Now Allergan is attempting to block its Botox competitor called Jeuveau, a product approved by the Food and Drug Administration. In August, an ITC administrative law judge granted Allergan’s request, ruling that the bacteria used to make the product was a trade secret and recommending that Jeuveau imports and sales be banned for 10 years. But the judge’s recommendation is so broad that it could deter other companies from developing new drugs and therapies based on the bacteria. Trade secret status allows a company to forever bury an innovation for its own use, excluding others from learning, adapting, researching or exploring improvements to the secret. Think of it like a casket for inventions. 

In contrast to trade secrets, which lock up innovations for the benefit of one party, patents are pro-innovation because they require full public disclosure of inventions. This case appears to be Allergan’s way of indefinitely extending its expired patents.

Trade secrets certainly do have their place in the ITC. Congress authorized the commission to investigate allegations of unfair trade practices and did not limit the ITC’s jurisdiction to patent cases. But the fact is that the ITC has heard thousands of patent cases compared to only a handful trade secrets cases. That means that the commission knows how to strike the right balance in patent cases between the protection of intellectual property rights and the public interest. The ITC lacks such a track record in trade secrets cases, and the risks of that are apparent.

The nation’s foremost expert on trade secret jurisprudence, Roger Milgrim, has declared the decision in question an “unwarranted and improper use of trade secret law,” one that threatens to disrupt the “carefully calibrated” system which has “fostered the world’s most vibrant technological environment.” Far from fostering innovation and spurring competition, the decision would freeze innovation and take a well-liked nascent pharmaceutical product off the market.

In dozens of comments submitted to the ITC opposing the judge’s decision, doctors and nurses noted that Jeuveau gives patients more options, offers clinical advantages and is less expensive. They also warned that blocking Jeuveau by deeming the botulinum bacteria at issue a trade secret could bar others from using the strain to develop patient applications, which is the chilling effect on medical research I fear.   

Indeed, the ITC also heard objections from AEON Biopharma, an American company that is currently developing medical applications from the same bacteria Allergan claims is a trade secret. AEON’s innovations give new hope to patients suffering from disabling disorders. If Allergan succeeds locking away this bacteria through a trade secret designation, patients could be denied these treatments.  

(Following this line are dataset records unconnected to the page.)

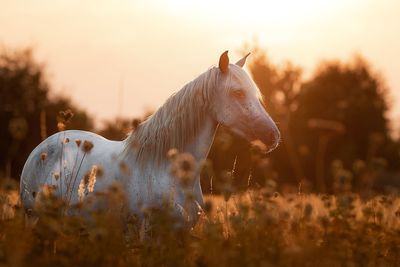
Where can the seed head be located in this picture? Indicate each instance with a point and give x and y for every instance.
(78, 142)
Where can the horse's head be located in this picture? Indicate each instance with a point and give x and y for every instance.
(238, 104)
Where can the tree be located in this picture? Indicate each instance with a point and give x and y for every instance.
(340, 115)
(27, 113)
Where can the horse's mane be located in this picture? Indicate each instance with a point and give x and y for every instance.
(176, 123)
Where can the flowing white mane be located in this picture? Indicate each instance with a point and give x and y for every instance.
(176, 123)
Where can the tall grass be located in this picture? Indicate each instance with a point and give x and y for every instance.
(255, 228)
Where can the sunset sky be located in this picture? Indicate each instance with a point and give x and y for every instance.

This case would have lasting implications for all industries, and its long-term effects could be stark. If Allergan is allowed to bury knowledge, future ideas and innovation, the ITC’s public interest mandate will have been perverted to serve the interests of a single foreign company. This would be to the detriment of scientific advancement and future therapeutic medical treatment.   

Noted trade lawyer and economist Gary Hufbauer cautioned the ITC in submitted comments that the judge’s holding, if not overturned, would turn the ITC into “the ‘best friend’ of aspiring monopolists” and that “it’s hard to imagine a decision more starkly opposed to the U.S. public interest.” I agree. If the full ITC does not overturn the judge’s decision, the floodgates will open, and copycat cases will proliferate, as this case will provide a roadmap for other aspiring monopolists who want to put profits over the public. We can do better. If the ITC fails to reverse course, and U.S. Trade Representative Robert Lighthizer and President Donald Trump need to be the final decision-makers, I hope they will stand up for the public. 


Paula Stern was chairwoman of the International Trade Commission from 1984-86 and served as a commissioner for nine years; she is a consulting expert to Kobre & Kim LLP, counsel for Daewoong Pharmaceutical, which is one of the parties in the case discussed here.